If you have been listening to what Michael Pollan has been saying, you know that eating less meat and more plants is healthier for us and our planet. With the holidays quickly approaching, this may not be the easiest time to change steadfast traditions like a 24-hour-Thanksgiving-turkey-binge. I am starting to think about meat more as a side dish or flavoring, rather than as the main attraction but I’m not quite ready to go cold turkey. A little bacon (especially from Skagit River Ranch ) can go a long way toward bringing any vegetable up to the standards set by even the most avid carnivores.
I’ll admit that I don’t have many purely vegetarian entrees in my current repertoire so when I saw a complete Thanksgiving feast in the latest Gourmet, I had to try some of the dishes. Not that I’ll be serving Mushroom and Farro Pie for Turkey Day but it is definitely delicious enough for a dinner party. This dish stars our poster child of Pacific Northwest grains — farro, which in itself was enough to get me to try this recipe. If you haven’t tried farro yet, we have some great recipes on the blog — farro risotto and farro with herbs. This pie reminded me of the mushroom strudel I used to make years ago from Mollie Katzen’s classic, The Moosewood Cookbook. Does anyone else remember that dish?
I’m not going to recount the entire recipe here since it is rather long and you can find it on Gourmet’s website but here are a few things worth noting. Their method of cooking farro, which btw you can get from Bluebird Grain Farms , was much faster than what I’ve done in the past. You cover the farro with cold water and soak for 30 minutes before cooking, drain and then simmer in more water for 20 minutes. Voila! It’s done. I also used mixed wild mushrooms rather than the creminis they suggested. Most of the rest of the ingredients can be found locally. I even found a local brand of puff pastry made by Aussie Bakery.

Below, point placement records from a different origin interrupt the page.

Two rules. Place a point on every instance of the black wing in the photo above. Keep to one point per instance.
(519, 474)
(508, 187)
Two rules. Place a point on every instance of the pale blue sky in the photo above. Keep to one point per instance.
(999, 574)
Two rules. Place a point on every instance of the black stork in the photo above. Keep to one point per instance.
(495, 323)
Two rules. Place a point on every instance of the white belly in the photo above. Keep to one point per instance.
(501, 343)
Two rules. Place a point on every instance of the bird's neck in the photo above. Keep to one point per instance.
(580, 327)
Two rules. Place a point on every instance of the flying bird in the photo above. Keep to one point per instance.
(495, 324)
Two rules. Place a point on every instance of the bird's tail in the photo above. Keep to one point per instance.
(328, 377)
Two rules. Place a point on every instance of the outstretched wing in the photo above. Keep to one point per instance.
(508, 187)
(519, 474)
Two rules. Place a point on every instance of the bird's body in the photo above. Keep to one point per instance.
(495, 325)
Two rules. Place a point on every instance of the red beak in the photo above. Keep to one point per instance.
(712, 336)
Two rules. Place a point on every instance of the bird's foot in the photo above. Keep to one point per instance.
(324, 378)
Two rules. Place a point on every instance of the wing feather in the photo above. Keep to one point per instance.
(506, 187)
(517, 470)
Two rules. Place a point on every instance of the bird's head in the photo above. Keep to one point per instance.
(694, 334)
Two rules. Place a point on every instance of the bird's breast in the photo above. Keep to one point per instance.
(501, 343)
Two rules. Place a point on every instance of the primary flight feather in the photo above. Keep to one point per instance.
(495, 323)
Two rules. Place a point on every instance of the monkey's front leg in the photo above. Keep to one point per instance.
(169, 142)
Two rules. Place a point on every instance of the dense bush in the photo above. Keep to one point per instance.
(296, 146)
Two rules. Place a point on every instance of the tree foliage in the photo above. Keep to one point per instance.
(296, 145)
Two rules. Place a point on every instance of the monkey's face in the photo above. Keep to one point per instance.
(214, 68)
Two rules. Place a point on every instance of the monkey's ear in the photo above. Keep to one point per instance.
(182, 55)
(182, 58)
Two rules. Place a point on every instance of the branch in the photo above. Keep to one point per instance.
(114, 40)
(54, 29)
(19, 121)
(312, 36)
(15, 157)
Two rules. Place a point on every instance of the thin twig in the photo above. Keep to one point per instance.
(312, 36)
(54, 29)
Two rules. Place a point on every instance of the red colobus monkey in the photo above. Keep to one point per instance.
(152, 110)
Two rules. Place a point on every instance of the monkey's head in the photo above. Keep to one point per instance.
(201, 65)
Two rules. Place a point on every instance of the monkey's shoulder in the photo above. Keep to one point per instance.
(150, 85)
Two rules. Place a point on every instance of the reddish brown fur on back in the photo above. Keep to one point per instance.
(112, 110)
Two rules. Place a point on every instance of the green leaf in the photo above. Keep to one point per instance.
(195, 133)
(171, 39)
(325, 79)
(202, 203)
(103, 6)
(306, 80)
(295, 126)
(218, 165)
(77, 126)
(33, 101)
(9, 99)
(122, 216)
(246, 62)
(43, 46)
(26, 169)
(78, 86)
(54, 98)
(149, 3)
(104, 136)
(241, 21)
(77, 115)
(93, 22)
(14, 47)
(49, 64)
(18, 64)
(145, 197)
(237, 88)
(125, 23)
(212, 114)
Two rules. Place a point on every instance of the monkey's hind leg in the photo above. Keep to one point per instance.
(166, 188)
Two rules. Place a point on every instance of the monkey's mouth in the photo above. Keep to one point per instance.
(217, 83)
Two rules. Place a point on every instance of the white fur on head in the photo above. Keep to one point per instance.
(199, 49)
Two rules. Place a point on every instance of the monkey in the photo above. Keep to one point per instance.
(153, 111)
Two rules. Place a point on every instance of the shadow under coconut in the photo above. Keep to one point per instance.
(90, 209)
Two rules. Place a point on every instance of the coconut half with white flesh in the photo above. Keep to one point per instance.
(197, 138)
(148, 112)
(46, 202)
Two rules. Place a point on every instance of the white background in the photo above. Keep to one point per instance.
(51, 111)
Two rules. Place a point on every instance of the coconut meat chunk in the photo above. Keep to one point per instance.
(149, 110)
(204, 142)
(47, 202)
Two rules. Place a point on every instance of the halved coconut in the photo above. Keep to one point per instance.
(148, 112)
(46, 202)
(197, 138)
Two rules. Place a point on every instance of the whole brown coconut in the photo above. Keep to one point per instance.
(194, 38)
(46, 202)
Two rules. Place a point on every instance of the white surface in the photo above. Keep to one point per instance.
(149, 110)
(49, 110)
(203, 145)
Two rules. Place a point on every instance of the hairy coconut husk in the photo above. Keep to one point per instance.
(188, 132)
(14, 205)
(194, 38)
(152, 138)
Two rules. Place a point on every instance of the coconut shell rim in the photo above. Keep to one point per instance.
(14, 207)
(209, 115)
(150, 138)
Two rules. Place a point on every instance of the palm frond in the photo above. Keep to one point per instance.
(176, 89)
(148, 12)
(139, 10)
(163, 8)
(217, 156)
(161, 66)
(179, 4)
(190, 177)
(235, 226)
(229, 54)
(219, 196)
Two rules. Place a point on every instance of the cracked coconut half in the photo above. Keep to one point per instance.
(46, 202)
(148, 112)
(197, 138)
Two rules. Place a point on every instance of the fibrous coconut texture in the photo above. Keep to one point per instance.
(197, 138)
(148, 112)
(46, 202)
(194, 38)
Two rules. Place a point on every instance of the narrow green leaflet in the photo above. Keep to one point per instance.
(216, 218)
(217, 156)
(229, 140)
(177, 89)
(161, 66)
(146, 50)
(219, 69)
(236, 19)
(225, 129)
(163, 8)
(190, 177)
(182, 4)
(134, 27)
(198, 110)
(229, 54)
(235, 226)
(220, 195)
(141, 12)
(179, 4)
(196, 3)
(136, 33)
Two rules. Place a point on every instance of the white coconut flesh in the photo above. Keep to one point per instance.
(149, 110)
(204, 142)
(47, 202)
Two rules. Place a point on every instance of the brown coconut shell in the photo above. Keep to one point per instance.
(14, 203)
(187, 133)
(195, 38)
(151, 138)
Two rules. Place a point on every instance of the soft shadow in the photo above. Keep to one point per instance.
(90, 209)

I served Mushroom and Farro Pie with Parmesan-Roasted Butternut Squash also from Gourmet and a dish I wouldn’t hesitate to include in a non-vegetarian Thanksgiving feast or any time for that matter. Couldn’t have been easier and was so incredible I have to give you the recipe. Yum — a new favorite is discovered.
Parmesan-Roasted Butternut Squash
1 Butternut Squash, peeled and cut into 1″ pieces
3/4 cup heavy cream
3 sage leaves cut into strips
2/3 cup grated Parmesan cheese
Preheat the oven to 400 degrees
Toss squash with cream, sage, salt & pepper in a shallow baking dish.
Bake covered for 30 minutes.
Stir in 1/2 cheese and sprinkle the rest on top.
Roast, uncovered, for about 30 minutes more until the squash is tender and the top is golden brown.
Let it stand for 10 minutes before serving so the cream can thicken.
If you make the farro pie at the same time, you can bake them together, switching positions half-way through.